Ms. White’s JAM concept was to preserve the venerable music, storytelling, and dance traditions of Southern Appalachia by passing them along to today’s youth through traditional instruction methods (that is, “by ear and by example”). Also, the program would be accessible and affordable for all interested children (even providing instruments on loan when needed), and once students became proficient, they would “give back” to the greater community through delightful public performances.
JAM was such an unqualified success that word spread rapidly throughout mountain communities, not only in NC but also in SC, VA, TN, WVA, KY, and elsewhere. Jackson County JAM began in 2011 and as of fall semester 2016, Jackson County JAM was among 42 JAM chapters in 4 Southern Appalachian states, with 2 other states seeking to organize additional chapters this year! And the newest chapter as of fall 2016 (#42) is none other than Blue Ridge JAM in Cashiers, NC, making Jackson County doubly blessed with two JAM programs. The Jackson County JAM is sponsored and administered by the Jackson County Arts Council while the Blue Ridge JAM is conducted through the individual school.

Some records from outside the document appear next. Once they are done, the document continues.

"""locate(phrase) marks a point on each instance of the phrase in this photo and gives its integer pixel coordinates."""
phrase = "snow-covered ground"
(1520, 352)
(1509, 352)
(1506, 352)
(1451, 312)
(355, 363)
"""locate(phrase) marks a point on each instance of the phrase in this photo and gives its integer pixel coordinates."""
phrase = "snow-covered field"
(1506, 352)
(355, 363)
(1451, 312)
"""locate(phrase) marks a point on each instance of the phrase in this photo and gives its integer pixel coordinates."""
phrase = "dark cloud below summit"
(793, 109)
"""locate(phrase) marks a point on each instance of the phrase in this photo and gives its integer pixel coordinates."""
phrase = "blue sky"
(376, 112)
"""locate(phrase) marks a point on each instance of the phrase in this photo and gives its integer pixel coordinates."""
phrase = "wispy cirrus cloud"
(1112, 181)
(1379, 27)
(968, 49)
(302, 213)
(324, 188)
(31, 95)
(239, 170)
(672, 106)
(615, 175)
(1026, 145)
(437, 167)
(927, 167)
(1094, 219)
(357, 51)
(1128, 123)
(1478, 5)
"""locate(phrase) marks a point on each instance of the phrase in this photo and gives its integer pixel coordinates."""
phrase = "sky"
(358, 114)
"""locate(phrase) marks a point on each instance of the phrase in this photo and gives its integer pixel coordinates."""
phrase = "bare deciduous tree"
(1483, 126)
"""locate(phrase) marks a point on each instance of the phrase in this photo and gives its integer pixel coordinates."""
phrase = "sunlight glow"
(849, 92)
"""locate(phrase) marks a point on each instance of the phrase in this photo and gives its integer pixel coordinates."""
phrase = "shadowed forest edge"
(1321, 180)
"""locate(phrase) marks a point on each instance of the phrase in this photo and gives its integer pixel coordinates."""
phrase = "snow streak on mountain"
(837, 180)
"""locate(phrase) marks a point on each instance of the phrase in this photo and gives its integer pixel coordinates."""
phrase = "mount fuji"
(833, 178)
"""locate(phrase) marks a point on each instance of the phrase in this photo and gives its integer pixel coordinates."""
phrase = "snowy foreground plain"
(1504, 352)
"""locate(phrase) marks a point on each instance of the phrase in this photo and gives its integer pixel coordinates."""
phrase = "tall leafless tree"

JAM is something of a miracle that preserves our rich heritage while simultaneously enriching our youth, and it is a considerable blessing to our Jackson County community at large. Here is a hearty “Thank you” to all of the individuals, businesses, and civic organizations that lend support to Jackson County JAM. And no account of Jackson County JAM would be complete without acknowledgment of the late, great Ray Menze, for he was responsible for bringing the JAM program to our county, even as he struggled in the waning years of his life. Thank you, Mr. Menze, for all you did to make Jackson County an even finer place to live.